Термин “классическая музыка” изменяет смысл, перемещаясь по земному шару. Теперь он означает еще и любую старинную деятельность, которая дожила до современности – ритуальную китайскую оперу, имперскую придворную музыку Японии гагаку, радиф, “порядок” персидских мелодий, великие классические традиции Индии и полиритмичный барабанный бой западноафриканских племен и так далее. Те, кто дорожит “классическими музыками”, разделяют опасения, что чудище поп-музыки и массового рынка уничтожит вековую мудрость. Быть “классическим” в этом смысле означает хранить традицию от разрушительного действия проходящего времени, увековечить музыкальное прошлое. Неудивительно, что недавно между практиками “классической музыки” по всему миру сформировались коалиции: персидский маэстро Кайхан Калхор выступал в Линкольн-центре на фестивале Mostly Mozart; The Silk Road Project Йо-Йо Ма собрал американских, европейских, восточноазиатских, центральноазиатских и ближневосточных музыкантов в привлекательных для слуха программах культурного толка.

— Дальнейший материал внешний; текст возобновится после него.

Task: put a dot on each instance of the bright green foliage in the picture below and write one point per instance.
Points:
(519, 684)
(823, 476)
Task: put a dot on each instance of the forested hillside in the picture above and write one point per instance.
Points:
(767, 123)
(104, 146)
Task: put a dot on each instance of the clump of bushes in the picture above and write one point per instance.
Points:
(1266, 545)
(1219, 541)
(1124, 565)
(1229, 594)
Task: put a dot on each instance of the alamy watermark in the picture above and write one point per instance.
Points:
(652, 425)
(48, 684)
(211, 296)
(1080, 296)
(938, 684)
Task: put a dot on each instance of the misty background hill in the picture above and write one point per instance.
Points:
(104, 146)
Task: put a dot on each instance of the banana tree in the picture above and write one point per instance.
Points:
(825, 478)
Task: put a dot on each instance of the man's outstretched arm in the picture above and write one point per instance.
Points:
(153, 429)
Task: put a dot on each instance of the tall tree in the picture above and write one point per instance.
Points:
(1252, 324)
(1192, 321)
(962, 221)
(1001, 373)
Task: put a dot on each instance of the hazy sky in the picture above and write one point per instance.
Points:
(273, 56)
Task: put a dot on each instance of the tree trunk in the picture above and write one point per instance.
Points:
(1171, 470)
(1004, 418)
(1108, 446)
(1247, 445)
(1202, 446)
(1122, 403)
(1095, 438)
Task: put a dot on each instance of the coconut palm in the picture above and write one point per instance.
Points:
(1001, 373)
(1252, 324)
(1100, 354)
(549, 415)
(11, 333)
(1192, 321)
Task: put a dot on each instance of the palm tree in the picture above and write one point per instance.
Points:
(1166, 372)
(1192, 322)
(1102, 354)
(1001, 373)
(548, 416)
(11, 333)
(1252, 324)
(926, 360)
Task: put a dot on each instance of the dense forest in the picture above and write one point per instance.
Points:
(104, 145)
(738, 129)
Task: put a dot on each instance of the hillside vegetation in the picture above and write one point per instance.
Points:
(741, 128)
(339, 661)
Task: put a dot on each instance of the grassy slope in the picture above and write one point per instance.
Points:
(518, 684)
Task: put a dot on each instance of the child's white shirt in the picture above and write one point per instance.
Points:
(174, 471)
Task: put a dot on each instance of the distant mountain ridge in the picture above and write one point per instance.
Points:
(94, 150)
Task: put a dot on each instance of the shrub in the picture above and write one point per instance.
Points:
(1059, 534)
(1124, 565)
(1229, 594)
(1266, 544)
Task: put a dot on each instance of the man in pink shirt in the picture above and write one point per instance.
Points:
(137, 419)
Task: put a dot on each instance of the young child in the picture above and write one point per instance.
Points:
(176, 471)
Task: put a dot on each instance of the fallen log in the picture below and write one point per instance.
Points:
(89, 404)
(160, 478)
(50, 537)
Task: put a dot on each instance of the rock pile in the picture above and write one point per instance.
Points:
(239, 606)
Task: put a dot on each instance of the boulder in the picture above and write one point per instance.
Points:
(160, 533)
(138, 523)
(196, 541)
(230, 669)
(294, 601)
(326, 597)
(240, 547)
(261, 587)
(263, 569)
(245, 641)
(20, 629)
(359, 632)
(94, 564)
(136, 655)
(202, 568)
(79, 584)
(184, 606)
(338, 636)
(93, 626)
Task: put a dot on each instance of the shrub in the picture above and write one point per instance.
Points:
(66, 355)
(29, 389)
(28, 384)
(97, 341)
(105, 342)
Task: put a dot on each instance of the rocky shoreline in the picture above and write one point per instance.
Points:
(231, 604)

Вся эта деятельность напоминает старые фольклорные проекты Бартока, Яначека, молодого Стравинского и де Фальи – поиск подлинного “танца земли”. Фольклорность вышла из моды в расцвет авангарда, ее идеал коллективной целостности оказался скомпрометирован кровожадным национализмом мировых войн, но к концу века она вернула себе политическую благонадежность.

В 2000 году аргентинский композитор Освальдо Голихов, потомок русских и восточноевропейских евреев, представил свою ораторию “Страсти по Марку”, которая из другой части света возвестила о конце европейской гегемонии в современном композиторстве. Она открывается шквалом латиноамериканской музыки: шуршание бразильских маракасов, пугающие стоны аккордеона, представляющие голос бога, страстные интонации хора, пронзительно поющего на африканизированном испанском под аккомпанемент афрокубинских барабанов. Слушатель оказывается заброшенным в бразильский карнавал, чье праздничное настроение украшено филигранью напряжения и ужаса. Произведение находится где-то между оперой и ритуалом, в духе “Свадебки” Стравинского. Там же есть переменчивые минималистские каноны в стиле Стива Райха и тембровые шуршания, как у Лучано Берио и Джорджа Крама. Но Голихов превосходит свои модели в том, что регулярно передает контроль над музыкой певцам, музыкантам и барабанщикам, приглашая их к импровизации на своем материале.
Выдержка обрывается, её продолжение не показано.